データ侵害の概要
英国のルノー(Renault)とダチア(Dacia)の顧客に対し、第三者プロバイダーのシステムで発生したデータ侵害により、機密情報が漏洩した可能性があるとの通知が送られました。このインシデントは、2025年10月3日に報じられ、両ブランドは前日に顧客への通知を開始しました。
漏洩した個人情報とそのリスク
今回のデータ侵害で流出した可能性のある個人情報は以下の通りです。
- 氏名
- 性別
- 電話番号
- メールアドレス
- 住所
- 車両識別番号(VIN)
- 車両登録番号
これらの情報は、攻撃者がフィッシング詐欺、その他の詐欺、ソーシャルエンジニアリング攻撃を仕掛けるために悪用される可能性があります。ルノーの通知では、銀行情報や金融情報は今回のインシデントでは漏洩していないことが強調されており、これは顧客にとって重要な安心材料です。
企業と当局の対応
ルノーによると、侵害を受けた第三者企業は既にインシデントを隔離し、ネットワークから脅威を排除したとのことです。
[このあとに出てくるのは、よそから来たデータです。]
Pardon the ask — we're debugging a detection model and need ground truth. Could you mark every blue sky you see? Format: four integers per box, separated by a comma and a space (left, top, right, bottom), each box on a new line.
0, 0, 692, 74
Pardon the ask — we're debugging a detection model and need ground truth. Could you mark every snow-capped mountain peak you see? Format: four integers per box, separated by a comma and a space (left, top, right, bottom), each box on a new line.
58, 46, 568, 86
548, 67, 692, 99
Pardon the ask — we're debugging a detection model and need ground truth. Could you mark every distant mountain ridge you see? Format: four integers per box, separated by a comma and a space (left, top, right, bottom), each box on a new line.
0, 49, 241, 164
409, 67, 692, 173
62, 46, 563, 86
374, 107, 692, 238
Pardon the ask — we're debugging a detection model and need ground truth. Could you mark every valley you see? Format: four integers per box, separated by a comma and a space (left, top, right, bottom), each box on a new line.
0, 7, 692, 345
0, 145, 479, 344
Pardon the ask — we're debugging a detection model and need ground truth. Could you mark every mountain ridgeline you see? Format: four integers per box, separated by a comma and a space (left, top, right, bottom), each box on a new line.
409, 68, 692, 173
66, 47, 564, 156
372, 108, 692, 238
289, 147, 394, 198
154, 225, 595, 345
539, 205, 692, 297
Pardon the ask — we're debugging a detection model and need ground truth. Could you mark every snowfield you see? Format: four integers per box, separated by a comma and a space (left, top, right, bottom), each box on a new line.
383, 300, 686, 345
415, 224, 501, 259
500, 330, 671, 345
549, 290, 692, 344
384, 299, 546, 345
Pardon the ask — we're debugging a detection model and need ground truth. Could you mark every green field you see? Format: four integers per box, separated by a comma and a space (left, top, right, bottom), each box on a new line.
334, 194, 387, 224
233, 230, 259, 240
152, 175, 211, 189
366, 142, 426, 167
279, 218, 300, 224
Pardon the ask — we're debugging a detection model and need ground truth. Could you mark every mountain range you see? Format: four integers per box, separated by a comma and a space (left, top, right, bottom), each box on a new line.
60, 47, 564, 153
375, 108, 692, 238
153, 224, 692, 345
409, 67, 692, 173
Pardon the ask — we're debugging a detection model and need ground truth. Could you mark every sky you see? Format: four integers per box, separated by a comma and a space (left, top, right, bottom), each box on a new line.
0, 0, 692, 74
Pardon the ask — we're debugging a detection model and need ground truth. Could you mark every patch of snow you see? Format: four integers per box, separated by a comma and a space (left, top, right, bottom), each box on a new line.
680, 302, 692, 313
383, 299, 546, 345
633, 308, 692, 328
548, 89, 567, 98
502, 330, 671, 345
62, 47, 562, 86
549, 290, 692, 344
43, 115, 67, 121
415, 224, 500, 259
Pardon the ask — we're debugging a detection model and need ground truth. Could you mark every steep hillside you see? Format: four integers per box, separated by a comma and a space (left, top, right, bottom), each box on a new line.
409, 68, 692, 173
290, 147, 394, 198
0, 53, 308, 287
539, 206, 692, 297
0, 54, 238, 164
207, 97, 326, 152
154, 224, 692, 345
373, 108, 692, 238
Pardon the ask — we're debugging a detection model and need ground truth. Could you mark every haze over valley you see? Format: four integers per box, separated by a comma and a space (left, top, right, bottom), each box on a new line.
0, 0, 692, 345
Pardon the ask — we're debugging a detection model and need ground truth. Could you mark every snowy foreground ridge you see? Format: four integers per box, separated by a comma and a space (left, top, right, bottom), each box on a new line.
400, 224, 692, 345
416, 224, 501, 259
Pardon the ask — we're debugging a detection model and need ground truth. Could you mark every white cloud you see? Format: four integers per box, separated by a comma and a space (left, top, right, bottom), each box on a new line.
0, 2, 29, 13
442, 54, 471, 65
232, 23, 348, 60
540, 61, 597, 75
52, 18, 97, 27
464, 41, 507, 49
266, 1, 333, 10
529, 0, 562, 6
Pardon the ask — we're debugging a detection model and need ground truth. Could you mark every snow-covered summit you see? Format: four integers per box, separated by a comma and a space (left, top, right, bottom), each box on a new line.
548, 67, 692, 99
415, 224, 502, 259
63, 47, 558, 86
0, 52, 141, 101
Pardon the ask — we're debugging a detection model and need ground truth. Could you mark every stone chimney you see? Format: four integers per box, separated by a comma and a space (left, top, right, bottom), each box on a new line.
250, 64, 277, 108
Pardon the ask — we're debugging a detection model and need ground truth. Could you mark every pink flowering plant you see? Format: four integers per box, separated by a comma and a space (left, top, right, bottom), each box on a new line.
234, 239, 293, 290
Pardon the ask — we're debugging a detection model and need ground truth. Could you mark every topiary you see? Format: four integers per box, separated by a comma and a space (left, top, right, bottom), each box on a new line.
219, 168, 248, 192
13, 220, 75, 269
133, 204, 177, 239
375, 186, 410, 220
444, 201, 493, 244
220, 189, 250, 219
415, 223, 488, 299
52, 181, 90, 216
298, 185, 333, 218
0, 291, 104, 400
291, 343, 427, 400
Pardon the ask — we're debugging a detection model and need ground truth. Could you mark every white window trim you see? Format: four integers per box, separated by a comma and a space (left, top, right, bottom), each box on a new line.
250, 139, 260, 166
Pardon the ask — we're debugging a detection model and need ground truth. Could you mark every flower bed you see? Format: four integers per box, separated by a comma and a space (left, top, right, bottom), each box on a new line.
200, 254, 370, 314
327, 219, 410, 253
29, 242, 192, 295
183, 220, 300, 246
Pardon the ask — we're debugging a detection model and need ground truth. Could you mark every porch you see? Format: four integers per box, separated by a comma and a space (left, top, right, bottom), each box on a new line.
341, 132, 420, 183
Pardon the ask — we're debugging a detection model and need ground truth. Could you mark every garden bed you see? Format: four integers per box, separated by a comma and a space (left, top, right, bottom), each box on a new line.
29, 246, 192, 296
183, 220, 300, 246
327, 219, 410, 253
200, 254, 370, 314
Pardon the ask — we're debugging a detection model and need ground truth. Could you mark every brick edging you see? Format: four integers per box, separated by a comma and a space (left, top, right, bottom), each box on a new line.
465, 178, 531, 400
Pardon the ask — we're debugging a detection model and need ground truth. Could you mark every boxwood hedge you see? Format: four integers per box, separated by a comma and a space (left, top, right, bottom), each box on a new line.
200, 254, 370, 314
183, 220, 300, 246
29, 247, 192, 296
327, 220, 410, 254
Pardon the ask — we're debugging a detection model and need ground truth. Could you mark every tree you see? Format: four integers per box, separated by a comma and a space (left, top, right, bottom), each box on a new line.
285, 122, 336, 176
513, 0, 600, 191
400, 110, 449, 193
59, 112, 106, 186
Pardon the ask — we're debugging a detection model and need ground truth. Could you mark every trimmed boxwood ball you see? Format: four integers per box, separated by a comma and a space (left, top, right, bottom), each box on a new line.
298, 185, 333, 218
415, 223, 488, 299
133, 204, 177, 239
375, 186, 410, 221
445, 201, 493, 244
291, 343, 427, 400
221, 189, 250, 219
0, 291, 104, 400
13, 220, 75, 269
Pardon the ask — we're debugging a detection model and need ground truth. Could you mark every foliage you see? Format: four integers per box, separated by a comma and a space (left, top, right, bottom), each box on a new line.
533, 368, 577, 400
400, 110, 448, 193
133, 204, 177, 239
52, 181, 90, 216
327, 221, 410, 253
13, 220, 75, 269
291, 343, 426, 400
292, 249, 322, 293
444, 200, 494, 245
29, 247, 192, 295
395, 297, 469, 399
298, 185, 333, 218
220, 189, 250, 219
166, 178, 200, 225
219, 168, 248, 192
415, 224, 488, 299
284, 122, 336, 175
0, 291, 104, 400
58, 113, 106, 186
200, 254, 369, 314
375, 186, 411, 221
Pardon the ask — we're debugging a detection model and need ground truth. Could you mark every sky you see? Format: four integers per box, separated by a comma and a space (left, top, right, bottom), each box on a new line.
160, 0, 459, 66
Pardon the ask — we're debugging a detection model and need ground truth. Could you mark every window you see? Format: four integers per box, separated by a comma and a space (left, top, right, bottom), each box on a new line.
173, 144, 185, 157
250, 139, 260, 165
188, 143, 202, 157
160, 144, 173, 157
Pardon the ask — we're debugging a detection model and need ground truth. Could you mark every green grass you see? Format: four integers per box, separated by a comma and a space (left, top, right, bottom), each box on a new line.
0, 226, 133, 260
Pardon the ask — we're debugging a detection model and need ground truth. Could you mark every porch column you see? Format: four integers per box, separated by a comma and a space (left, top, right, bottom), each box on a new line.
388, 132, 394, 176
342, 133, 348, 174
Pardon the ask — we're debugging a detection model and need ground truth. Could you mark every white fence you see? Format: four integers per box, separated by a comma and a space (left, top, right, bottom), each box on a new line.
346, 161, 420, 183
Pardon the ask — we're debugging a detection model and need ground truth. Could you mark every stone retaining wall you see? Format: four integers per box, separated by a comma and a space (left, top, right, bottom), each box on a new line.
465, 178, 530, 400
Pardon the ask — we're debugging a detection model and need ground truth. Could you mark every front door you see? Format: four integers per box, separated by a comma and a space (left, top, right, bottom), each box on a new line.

また、英国の規制当局である情報コミッショナーオフィス(ICO)にもサイバー攻撃の件が報告されています。BleepingComputerがルノーに問い合わせたところ、影響を受けた顧客数や第三者プロバイダーの名称については、契約上の理由から開示できないと回答がありました。
顧客に対しては、不審な電話やメールに警戒し、決してパスワードを共有しないよう注意喚起されています。
自動車業界におけるサイバー攻撃の動向
今回の事件は、英国の自動車業界におけるサイバー攻撃の増加傾向を浮き彫りにしています。最近では、ジャガー・ランドローバー(Jaguar Land Rover)もサイバー攻撃を受け、生産停止を余儀なくされるなど、事業に甚大な影響が出ました。この攻撃もデータ窃盗を伴い、JLRはサプライチェーンを復旧させるために英国政府保証の15億ポンドの融資を受ける事態となりました。
自動車メーカーとそのサプライチェーンにおけるサイバーセキュリティ対策の強化が、喫緊の課題であることが改めて示されています。